Was denken die Kollegen?
Der Einzige, der davon überhaupt etwas mitbekommt, ist mein Zimmerkollege. Wenn wir auf Auswärtsfahrt sind, hole ich ab und zu die Bücher raus.
Was sagt er?
Er sagt: „Brudi, ich habe riesigen Respekt vor dir! Ich könnte mich dazu nicht motivieren.“ Doch bei mir ist es so: Natürlich bin ich physisch platt nach einer Einheit. Aber der Kopf funktioniert ja noch. Ich habe mal ein Interview von Nils Petersen gelesen. Der meinte sinngemäß, dass er seit zehn Jahren verblöden würde. Ich finde, daran kann jeder, der es wirklich will, etwas ändern. Wenn er nicht verblöden möchte, soll er studieren. Oder sich anderweitig fortbilden. Ich bin nicht schlauer als andere. Ich will nur die Energie, die ich in mir spüre, nicht verkümmern lassen.
Warum Psychologie?
Ich interessiere mich für Menschen. Durch meinen Job bekomme ich ja unglaublich viel Input. Ich habe in meiner Karriere mit hinterhältigen Menschen zu tun gehabt. Ich erlebe in meinen Teams Menschen aus den unterschiedlichsten Ländern und Kulturen. Im Moment spiele ich zum Beispiel mit einigen Südamerikanern zusammen, etwa mit Papu Gomez oder Duvan Zapata. Die kommen aus einem komplett anderen Teil der Welt, die organisieren ihr Leben ganz anders. Die sind nicht aus der Ruhe zu kriegen. Wir dagegen machen uns dauernd Stress. Zu sehen, wie Menschen sich verhalten, wie sie auf ähnliche Situationen komplett verschieden reagieren, das finde ich spannend.
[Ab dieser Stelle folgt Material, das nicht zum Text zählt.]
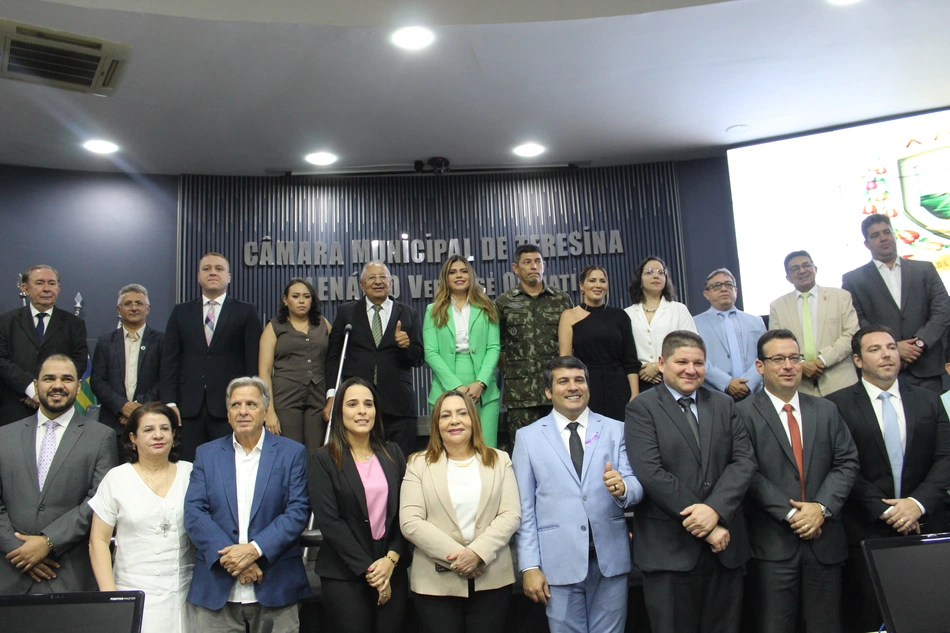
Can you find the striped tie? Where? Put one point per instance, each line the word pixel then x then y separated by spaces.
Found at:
pixel 209 322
Wie würden Sie reagieren, wenn im Sommer ein Angebot aus der Bundesliga kommt? Angeblich soll ausgerechnet Borussia Dortmund an Ihnen interessiert sein.
Ich habe noch nie in Deutschland auf hohem Niveau gespielt. Die Bundesliga bleibt also mein Traum. Aber aktuell bin ich in einer starken Liga, die wieder am Aufblühen ist, und bei einem Verein, der immer mehr an Fahrt aufnimmt. Ich strebe nicht auf Teufel komm raus nach der Bundesliga. Ich fühle mich in Bergamo zu Hause.